Poco a poco fue conquistando el anonadamiento sintetizado en esta
sencilla y profunda confesión: «Mi vida no vale nada; puedo ofrecerla
tranquilamente». En ese tiempo, el abad padre Couturier impulsaba un
movimiento ecuménico, y encomendó a la abadesa María Pía Gullini
celebrar ocho días de oración por la unidad de los cristianos. Cuando
María Gabriela emitió los votos, los ofreció por la misma intención, al
igual que hizo el 25 de enero de 1938, tres meses después de haber
profesado, justo en la semana dedicada al octavario. Yendo más lejos,
ofreció su propia vida: «Siento que el Señor me lo pide –confió a la
madre Gullini– me siento impulsada incluso cuando no quiero pensar en
ello». La abadesa no se manifestó en ese momento. Le sugirió que hablase
con el capellán. Lo que él dijera sería lo que Dios quería para ella.

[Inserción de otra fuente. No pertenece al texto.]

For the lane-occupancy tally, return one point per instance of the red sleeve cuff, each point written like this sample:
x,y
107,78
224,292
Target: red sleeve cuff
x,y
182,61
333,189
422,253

La respuesta del sacerdote fue afirmativa, y Dios tomó la palabra a la
beata. Después de haberse entregado en holocausto, repentinamente se
sintió débil y agotada, y se le diagnosticó tuberculosis. El director
supo por ella la metamorfosis que se operó en su organismo casi
instantáneamente: «desde el día de mi ofrecimiento, no he pasado un sólo
día sin sufrir. Soy feliz por poder ofrecer algo por amor de Jesús».

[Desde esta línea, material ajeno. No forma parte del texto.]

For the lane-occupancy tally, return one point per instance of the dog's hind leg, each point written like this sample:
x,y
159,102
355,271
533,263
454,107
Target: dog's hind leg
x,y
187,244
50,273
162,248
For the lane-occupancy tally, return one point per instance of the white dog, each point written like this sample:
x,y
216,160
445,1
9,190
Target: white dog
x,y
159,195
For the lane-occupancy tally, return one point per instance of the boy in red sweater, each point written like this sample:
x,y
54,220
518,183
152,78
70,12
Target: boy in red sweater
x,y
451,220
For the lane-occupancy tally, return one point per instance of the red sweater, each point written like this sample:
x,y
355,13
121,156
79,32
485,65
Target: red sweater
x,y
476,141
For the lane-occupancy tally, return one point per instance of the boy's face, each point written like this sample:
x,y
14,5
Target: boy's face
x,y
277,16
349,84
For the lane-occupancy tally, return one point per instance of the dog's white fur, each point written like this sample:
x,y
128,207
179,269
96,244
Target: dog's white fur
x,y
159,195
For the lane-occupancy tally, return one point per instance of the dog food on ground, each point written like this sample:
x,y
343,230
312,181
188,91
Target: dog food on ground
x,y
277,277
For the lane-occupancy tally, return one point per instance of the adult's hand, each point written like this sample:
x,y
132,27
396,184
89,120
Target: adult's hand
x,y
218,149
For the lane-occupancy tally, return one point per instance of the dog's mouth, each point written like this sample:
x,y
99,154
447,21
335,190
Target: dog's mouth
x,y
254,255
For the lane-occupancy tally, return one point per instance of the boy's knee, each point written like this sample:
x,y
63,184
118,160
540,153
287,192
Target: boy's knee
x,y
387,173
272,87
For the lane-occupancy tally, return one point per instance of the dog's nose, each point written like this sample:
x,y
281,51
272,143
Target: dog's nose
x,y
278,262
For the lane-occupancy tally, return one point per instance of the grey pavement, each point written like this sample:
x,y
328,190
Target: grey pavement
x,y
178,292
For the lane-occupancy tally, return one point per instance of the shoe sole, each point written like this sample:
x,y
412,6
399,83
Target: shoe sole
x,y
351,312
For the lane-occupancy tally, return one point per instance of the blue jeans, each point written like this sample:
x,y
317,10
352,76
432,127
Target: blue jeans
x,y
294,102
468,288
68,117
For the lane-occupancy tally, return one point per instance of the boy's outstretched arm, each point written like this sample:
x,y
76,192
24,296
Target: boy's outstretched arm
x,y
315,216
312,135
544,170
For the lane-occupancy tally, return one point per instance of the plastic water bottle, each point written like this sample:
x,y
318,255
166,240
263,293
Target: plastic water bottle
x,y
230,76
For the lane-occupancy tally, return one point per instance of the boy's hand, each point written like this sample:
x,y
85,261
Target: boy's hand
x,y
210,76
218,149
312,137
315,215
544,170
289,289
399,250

María Gabriela solo tenía este sentimiento: «la voluntad de Dios, su
gloria».
Hospitalizada, le dijo a la madre abadesa: «El Señor me tiene sobre
la cruz y yo no tengo más consolación que la de saber que sufro por
cumplir la voluntad divina con espíritu de obediencia». Durante quince
meses soportó heroicamente sus padecimientos hasta que el 23 de abril de
1939 falleció en Grottaferrata. Tenía 25 años, y había permanecido en
la vida monástica tres años y medio. Su oblación llegó a oídos de una
comunidad anglicana que manifestó: «Una caridad como la suya destruye
todos los perjuicios que muchos anglicanos tienen contra Roma. Si todos
sintiesen su caridad, el muro de la separación dejaría de existir». Juan
Pablo II la beatificó el 25 de enero de 1983, último día del octavario
de oración por la unidad de los cristianos.